We only consider unrooted trees, i.e. connected acyclic graphs (VE). A weighted X-tree is a quadruple \((V,E,q,\mu )\), where (VE) is a tree, \(\mu :X\rightarrow V\) is a (not necessarily injective) map and \(q:E\rightarrow \mathbb {R}_{>0}\) is a weight function. Additionally, it is required that all vertices \(v\in V\) of degree \(\le 2\) are included in \(\mu (X)\). Identifying isomorphic variants, let the tree space T(X) be the set of all weighted X-trees. Unweighted phylogenetic X-trees are characterised by all edges having weight 1 and by \(\mu \) being an injective map onto the set of all vertices \(v\in V\) of degree 1, which implies absence of vertices of degree 2. The corresponding subspace of T(X) will be denoted \(T_1(X)\). In a binary (bifurcating) phylogenetic X-tree, all vertices have degree 1 or 3. We denote the set of binary phylogenetic X-trees by \(T_1^2(X)\).

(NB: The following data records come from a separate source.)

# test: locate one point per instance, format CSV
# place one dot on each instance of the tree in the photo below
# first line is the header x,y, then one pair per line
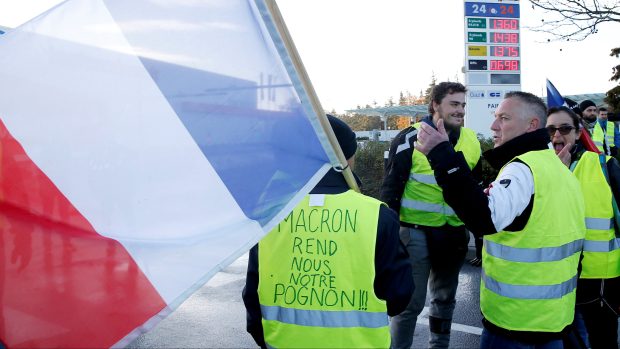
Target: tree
x,y
402,100
578,19
429,89
613,95
575,19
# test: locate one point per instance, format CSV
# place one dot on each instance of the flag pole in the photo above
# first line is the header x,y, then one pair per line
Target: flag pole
x,y
314,100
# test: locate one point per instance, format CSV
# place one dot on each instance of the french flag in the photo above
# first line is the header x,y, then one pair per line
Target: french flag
x,y
555,99
144,145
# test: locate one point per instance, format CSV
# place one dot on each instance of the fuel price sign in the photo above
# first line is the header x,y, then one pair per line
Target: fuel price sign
x,y
492,57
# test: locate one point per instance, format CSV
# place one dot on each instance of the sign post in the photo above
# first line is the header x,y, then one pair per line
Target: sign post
x,y
492,58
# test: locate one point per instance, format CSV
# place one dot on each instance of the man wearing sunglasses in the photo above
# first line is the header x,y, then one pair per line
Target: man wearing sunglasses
x,y
532,219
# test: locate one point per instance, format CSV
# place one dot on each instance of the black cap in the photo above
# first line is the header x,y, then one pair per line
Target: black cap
x,y
344,134
586,104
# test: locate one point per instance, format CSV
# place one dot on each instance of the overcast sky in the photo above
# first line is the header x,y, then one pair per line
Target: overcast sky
x,y
358,51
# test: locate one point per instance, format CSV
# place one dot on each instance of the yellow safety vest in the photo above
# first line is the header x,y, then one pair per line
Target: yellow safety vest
x,y
316,276
529,277
601,250
598,137
610,140
422,202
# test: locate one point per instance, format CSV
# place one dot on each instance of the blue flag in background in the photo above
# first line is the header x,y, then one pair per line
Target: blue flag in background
x,y
554,98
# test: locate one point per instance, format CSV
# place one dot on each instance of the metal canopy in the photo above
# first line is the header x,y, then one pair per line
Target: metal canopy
x,y
413,110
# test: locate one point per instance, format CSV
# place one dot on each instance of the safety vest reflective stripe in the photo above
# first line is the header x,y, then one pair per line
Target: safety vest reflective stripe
x,y
530,291
599,223
428,207
602,246
320,318
533,255
426,179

For an X-tree, \(\tau =(V,E,q,\mu )\) denote the induced semimetric on X by \(\rho _\tau \):

$$\begin{aligned} \rho _\tau (x,y)=d_{(V,E)}^q(\mu (x),\mu (y)), \quad x,y\in X. \end{aligned}$$

This means that \(\rho _\tau (x,y)\) is the length of the shortest path between the leaves (labelled) x and y. Then, we define for two weighted X-trees \(\tau ,\tau '\in T(X)\) and \(i=1,2,\infty \)

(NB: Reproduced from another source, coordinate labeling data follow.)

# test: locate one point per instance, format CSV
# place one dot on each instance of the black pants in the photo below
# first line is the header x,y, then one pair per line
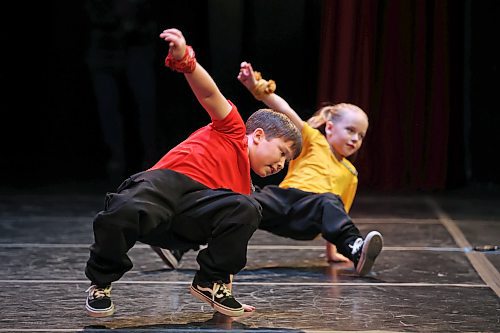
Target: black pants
x,y
301,215
167,209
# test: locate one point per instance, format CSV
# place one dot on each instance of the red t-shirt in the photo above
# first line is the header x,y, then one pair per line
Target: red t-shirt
x,y
216,155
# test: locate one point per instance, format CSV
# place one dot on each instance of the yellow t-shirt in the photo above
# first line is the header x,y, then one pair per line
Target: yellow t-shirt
x,y
317,170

$$\begin{aligned} D_i(\tau ,\tau ')=\tilde{D}_i(\rho _\tau ,\rho _{\tau '}). \end{aligned}$$

Again, all three \(D_i\) are metrics on tree space. This can be seen from the following characterisation of tree-induced semimetrics, provided in essence by Buneman (1971).

Lemma 3

For \(\rho \in M(X)\), there exists a weighted X-tree \(\tau \) with \(\rho =\rho _\tau \) if and only if for all \(x,y,z,w\in X\) the four-point condition

$$\begin{aligned} \rho (x,y)+\rho (z,w)\le \max (\rho (x,z)+\rho (y,w), \rho (x,w)+\rho (y,z)) \end{aligned}$$
(4)

is fulfilled.

Given such a \(\rho \in M(X)\), all X-trees \(\tau \) with \(\rho =\rho _\tau \) are isomorphic.

Proof

Necessity of (4) is proved in the same way as for metrics \(\rho \), see Lemma 7.1.7 of Semple and Steel (2003).

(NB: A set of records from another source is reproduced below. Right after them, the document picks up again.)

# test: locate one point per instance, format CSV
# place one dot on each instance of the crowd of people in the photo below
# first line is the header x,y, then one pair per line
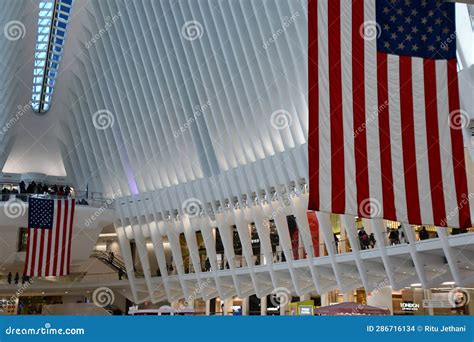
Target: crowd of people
x,y
39,188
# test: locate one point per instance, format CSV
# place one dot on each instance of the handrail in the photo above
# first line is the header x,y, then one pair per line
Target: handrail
x,y
117,262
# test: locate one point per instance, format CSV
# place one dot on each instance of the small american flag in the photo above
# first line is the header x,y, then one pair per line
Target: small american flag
x,y
48,251
385,138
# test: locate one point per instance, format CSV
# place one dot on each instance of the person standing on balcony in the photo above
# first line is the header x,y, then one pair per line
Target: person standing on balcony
x,y
22,187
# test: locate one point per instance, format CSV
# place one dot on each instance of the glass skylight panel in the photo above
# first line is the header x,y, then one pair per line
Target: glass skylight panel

For sufficiency and uniqueness, let \(\tilde{X}\) be the set of equivalence classes of X under identifying points \(x,y\in X\) with \(\rho (x,y)=0\). We define \(\tilde{\rho }\) on \(\tilde{X}\) through \(\tilde{\rho }([x],[y])=\rho (x,y)\) where [x], [y] are the equivalence classes of \(x,y\in X\). The triangle inequality for \(\rho \) implies that \(\tilde{\rho }\) is a well-defined metric on \(\tilde{X}\). Further, (4) is fulfilled for \(\tilde{\rho }\), too. Thus, there exists a weighted \(\tilde{X}\)-tree \(\tilde{\tau }=(V,E,\tilde{\mu },q)\) inducing \(\tilde{\rho }\) (Buneman 1971). Defining \(\mu =\tilde{\mu }\circ [\cdot ]\), the X-tree \(\tau =(V,E,\mu ,q)\) induces \(\rho \).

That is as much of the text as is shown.